Per capita power generation more than doubled to 560 KW-hour from 220 KWh between 2009 and 2021.
Ten years back, the experts said, such an achievement was unthinkable.
BNP leader Tarique Zia, the son of fromer PM Khaleda Zia, had told TV channels that citizens would be wrong to expect power in residential areas and shopping malls at the same time. The interview, still available on internet, was seen as an attempt to cover up the BNP’s failure to augment power generation, for which the country, especially its textile industry, was suffering lack of growth.
“My own office is hit by power outages every day for five to six hours — for a country like Bangladesh it is completely unrealistic and even a luxury on part of the countrymen to expect power supply both at home and in shopping malls at the same time. Any plan to bring in the entire population under electricity coverage is nothing but an illusion for any party in the country to dream, announce and achieve,” — was how Tarique Zia had summed the power situation during his Khaleda Zia’s tenure.

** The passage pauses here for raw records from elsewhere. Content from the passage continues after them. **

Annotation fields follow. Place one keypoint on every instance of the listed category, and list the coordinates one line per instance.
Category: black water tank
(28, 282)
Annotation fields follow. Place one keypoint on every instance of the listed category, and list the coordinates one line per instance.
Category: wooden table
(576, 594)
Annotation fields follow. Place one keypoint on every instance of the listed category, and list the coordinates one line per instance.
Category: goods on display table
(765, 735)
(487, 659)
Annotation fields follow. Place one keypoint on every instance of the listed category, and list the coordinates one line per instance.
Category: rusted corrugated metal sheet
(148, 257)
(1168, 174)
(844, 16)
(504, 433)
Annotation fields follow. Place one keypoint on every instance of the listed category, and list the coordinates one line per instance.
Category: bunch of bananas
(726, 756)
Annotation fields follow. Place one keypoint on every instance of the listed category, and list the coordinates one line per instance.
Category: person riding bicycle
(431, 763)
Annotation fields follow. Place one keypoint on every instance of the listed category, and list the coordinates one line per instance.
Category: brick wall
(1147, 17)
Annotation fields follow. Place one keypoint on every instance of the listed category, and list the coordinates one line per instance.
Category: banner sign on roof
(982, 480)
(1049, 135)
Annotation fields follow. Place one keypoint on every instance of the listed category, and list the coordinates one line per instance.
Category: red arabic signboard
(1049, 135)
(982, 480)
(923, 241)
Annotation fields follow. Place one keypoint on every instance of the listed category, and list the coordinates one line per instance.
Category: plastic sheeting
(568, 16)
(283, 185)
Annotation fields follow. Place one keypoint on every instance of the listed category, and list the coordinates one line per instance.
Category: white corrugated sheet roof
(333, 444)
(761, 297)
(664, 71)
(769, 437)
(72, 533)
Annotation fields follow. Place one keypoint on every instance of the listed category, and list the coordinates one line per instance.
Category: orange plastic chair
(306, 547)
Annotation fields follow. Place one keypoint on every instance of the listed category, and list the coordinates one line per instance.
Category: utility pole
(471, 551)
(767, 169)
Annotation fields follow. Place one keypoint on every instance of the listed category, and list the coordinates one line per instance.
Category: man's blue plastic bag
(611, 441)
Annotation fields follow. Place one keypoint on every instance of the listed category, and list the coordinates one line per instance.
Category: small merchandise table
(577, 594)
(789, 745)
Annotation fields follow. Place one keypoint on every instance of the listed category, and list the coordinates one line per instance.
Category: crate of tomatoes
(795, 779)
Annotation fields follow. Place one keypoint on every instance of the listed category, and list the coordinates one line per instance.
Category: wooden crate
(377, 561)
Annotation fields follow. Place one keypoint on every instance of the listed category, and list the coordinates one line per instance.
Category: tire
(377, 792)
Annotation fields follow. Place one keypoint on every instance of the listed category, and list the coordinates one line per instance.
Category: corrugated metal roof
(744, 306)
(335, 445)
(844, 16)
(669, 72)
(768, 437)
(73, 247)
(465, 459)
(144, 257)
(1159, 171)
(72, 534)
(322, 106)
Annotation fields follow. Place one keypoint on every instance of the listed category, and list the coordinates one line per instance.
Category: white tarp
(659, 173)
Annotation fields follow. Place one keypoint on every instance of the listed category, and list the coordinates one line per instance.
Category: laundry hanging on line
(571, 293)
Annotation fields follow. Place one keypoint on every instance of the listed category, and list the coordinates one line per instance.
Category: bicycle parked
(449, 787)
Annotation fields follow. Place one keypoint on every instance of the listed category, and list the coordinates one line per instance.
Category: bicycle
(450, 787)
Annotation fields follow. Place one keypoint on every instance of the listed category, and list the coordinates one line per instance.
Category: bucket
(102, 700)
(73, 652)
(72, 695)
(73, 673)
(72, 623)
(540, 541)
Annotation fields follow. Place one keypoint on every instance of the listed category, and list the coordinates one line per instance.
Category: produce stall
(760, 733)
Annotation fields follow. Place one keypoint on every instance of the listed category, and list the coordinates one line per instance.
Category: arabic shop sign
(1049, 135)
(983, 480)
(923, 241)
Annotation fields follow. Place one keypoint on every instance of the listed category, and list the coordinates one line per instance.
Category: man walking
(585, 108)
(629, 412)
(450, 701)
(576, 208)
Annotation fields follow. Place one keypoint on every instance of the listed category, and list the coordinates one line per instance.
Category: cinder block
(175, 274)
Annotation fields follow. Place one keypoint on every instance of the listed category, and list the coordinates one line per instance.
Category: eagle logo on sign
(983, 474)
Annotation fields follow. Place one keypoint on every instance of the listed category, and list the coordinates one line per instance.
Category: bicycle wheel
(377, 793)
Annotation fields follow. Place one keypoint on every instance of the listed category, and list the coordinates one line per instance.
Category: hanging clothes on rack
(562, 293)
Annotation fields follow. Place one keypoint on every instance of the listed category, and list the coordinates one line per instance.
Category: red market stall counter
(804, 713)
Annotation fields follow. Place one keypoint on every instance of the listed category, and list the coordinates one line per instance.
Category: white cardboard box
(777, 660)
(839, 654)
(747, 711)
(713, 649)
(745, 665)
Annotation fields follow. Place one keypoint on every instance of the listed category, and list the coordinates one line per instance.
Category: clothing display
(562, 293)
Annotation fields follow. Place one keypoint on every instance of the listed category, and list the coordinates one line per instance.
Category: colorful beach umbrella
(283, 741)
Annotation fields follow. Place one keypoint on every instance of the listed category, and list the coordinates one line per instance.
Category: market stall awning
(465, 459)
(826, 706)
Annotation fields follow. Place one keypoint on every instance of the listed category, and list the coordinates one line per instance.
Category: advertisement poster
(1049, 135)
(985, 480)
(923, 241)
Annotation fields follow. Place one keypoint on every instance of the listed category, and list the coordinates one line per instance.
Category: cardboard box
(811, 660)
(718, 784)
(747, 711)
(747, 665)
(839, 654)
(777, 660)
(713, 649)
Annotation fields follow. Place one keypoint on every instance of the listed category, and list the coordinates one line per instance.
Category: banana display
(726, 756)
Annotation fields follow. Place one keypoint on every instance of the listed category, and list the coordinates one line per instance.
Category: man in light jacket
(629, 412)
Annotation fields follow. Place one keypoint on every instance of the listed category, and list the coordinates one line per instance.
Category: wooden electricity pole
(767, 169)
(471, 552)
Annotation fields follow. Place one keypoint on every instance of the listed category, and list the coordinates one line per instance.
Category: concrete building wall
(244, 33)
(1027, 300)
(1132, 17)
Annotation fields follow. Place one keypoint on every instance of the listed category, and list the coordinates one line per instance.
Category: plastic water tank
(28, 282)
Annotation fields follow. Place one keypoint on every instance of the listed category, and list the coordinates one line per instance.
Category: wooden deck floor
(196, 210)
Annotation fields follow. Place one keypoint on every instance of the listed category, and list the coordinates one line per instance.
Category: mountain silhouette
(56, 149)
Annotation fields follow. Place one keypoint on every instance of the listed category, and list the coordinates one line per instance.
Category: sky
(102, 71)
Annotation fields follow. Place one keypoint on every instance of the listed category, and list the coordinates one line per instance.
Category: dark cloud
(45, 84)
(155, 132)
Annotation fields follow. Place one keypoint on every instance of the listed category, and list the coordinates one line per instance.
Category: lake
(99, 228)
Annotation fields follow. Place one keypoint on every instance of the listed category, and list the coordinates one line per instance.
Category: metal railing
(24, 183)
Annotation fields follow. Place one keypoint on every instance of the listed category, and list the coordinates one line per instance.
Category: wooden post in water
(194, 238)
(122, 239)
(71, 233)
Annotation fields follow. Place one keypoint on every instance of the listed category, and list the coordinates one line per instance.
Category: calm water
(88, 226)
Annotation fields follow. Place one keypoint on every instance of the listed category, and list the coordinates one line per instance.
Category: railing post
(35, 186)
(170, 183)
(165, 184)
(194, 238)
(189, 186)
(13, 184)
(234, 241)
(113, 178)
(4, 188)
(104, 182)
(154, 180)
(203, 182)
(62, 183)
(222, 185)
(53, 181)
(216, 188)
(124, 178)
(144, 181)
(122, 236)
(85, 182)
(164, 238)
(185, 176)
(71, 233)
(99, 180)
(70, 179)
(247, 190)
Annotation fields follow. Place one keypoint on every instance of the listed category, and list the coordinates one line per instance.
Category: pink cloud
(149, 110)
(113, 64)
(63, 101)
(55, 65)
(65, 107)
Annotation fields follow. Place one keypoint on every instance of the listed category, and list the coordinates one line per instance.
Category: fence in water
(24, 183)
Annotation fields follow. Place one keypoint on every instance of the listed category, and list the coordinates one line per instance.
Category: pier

“Industries were particularly hard put to meet export orders on time but that has now changed,” said garments factory owner Mohammed Zakir.
Khondaker Golam Moazzem, research director at the Centre for Policy Dialogue, said: “It is a major achievement of the government. The government had set a target to bring the entire population under electricity coverage. It has worked in the last one decade to attain the goal.”
The experts also attributed this landmark success in the power sector to a key driving force on taking the economy to a new height.
“The economic success is not only seen in cities — it is also visible in the rural areas,” said Moazzem.
“Now we need to work tirelessly to ensure uninterrupted power supply at affordable cost for the people,” said Nasrul Hamid Bipu, Minister for Power Energy and Mineral Resources.